The exhibition included the painters Vincent van Gogh, Paul Cézanne, Paul Gauguin, George Seurat, André Derain, Maurice de Vlaminck and Othon Friesz, plus the sculptor Aristide Maillol. Robert Rosenblum explained: "Post-Impressionists ... felt the need to construct private pictorial worlds upon the foundations of Impressionism."
Post-Impressionists pushed the ideas of the Impressionists into new directions. The word "Post-Impressionism" indicates their link to the original Impressionist ideas and their departure from those ideas -- their modernist journey from the past into the future.
Vincent van Gogh - Expressionism
Paul Cézanne - Constructive Pictorialism
Paul Gauguin - Symbolist, Cloisonnism, Pont-Aven
Georges Seurat - Pointillism (a.k.a. Divisionism or Neoimpressionism)
Aristide Maillol - The Nabis
Édouard Vuillard and Pierre Bonnard - Intimist
André Derain, Maurice de Vlaminck and Othon Friesz - Fauvism
The exhibitions rocked the London art establishment and had a great impact on the work of young British artists, including artists of the Bloomsbury circle. For many it was their first encounter with Post-Impressionist art.

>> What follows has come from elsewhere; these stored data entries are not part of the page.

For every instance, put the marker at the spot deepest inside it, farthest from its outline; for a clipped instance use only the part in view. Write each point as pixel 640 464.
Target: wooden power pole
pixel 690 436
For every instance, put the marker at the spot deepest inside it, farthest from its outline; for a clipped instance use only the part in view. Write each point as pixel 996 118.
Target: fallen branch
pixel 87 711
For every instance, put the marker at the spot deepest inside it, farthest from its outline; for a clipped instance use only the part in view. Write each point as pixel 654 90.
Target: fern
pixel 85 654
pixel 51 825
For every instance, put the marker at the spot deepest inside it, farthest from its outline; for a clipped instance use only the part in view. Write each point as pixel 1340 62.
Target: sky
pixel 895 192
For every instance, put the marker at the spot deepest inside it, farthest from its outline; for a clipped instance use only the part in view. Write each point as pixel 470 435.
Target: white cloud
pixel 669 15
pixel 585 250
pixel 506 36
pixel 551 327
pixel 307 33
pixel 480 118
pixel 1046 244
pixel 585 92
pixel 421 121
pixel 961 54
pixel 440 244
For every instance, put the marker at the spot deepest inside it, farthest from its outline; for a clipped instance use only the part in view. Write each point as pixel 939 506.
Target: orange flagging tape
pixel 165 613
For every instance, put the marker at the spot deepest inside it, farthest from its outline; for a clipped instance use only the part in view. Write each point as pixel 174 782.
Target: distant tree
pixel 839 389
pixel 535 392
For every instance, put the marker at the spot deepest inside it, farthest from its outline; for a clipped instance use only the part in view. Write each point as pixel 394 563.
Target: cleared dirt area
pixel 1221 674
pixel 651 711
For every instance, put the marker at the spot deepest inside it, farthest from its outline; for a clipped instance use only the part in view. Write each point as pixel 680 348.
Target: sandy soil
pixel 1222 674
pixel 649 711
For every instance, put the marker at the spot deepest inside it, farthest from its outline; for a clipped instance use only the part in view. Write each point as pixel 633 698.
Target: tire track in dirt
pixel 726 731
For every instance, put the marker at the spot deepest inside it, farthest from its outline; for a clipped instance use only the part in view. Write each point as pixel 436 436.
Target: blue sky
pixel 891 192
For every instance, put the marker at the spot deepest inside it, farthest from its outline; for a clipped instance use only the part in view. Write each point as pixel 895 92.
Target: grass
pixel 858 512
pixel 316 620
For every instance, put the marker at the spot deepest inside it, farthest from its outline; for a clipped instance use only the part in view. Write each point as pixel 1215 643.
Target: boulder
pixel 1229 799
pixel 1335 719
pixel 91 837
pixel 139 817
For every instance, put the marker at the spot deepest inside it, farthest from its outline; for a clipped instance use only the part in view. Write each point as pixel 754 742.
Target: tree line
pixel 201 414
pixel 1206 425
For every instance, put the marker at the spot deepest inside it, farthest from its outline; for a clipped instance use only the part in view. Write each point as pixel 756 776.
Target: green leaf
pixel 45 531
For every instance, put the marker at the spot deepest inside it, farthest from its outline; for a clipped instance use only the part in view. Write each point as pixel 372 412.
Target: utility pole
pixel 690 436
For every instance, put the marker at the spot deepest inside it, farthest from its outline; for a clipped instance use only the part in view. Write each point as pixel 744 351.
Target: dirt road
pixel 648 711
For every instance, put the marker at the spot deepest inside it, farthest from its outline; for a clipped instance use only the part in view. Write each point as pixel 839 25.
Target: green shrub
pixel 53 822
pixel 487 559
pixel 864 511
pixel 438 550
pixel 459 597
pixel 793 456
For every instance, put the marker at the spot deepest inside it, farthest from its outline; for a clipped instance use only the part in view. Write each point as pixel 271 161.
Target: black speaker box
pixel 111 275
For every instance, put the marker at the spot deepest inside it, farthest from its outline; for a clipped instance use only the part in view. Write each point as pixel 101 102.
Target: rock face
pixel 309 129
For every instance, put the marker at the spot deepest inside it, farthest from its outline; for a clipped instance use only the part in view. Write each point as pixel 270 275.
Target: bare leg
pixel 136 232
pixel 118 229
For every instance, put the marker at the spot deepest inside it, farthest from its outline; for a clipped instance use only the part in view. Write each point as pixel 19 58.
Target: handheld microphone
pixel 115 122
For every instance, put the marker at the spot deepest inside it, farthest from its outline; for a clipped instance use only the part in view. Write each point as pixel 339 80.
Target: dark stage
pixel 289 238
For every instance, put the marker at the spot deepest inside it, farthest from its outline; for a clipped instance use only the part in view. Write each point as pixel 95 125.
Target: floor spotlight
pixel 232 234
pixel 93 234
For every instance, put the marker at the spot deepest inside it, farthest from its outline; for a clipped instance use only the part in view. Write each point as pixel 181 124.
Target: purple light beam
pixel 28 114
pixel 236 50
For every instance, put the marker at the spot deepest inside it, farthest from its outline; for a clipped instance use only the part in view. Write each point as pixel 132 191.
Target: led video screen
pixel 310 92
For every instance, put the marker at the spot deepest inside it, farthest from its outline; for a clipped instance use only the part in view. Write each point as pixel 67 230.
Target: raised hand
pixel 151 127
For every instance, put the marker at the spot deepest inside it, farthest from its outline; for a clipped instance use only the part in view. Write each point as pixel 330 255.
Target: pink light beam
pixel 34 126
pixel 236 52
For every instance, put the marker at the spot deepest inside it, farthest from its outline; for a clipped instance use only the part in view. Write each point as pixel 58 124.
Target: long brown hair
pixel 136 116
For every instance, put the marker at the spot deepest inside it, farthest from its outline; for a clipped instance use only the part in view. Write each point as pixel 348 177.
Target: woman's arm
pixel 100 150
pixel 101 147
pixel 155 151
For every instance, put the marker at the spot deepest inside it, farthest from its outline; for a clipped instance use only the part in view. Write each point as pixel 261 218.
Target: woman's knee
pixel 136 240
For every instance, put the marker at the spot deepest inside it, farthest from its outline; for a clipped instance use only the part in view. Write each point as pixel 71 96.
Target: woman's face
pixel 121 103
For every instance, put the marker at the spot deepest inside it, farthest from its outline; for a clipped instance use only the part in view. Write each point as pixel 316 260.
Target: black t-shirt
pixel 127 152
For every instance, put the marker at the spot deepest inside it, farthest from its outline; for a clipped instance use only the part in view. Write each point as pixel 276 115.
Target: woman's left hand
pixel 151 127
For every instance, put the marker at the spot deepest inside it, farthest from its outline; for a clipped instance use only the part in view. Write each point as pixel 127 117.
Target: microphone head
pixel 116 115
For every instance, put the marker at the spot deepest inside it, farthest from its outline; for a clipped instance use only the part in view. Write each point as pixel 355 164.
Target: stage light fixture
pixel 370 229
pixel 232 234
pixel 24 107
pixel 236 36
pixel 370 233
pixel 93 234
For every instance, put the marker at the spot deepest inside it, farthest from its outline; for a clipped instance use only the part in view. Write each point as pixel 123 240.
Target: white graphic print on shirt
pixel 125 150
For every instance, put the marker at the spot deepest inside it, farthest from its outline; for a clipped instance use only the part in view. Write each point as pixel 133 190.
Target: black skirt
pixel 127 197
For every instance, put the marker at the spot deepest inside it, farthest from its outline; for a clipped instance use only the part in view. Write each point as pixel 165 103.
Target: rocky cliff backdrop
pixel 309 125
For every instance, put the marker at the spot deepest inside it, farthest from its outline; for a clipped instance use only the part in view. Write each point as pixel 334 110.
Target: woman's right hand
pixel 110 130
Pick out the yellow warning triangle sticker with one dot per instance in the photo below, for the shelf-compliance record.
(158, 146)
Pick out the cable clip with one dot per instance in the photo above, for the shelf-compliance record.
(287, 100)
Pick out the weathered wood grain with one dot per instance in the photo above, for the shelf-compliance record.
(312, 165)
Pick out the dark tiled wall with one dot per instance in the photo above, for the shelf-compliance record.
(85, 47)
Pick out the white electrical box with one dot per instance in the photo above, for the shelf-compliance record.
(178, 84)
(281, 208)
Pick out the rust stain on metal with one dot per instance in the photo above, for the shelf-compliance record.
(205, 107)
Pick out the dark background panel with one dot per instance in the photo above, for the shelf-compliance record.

Fry was hailed as a champion of modern art and he became a focal point for the avant-garde. In founding the Grafton Group in 1913, which took over from the Friday Club as an exhibiting society, Fry provided artists experimenting with post-impressionist style with the opportunity to exhibit their work. He also organised major exhibitions that brought modern works of art to the attention of the public, such as The New Movement in Art shown in London and Birmingham in 1917.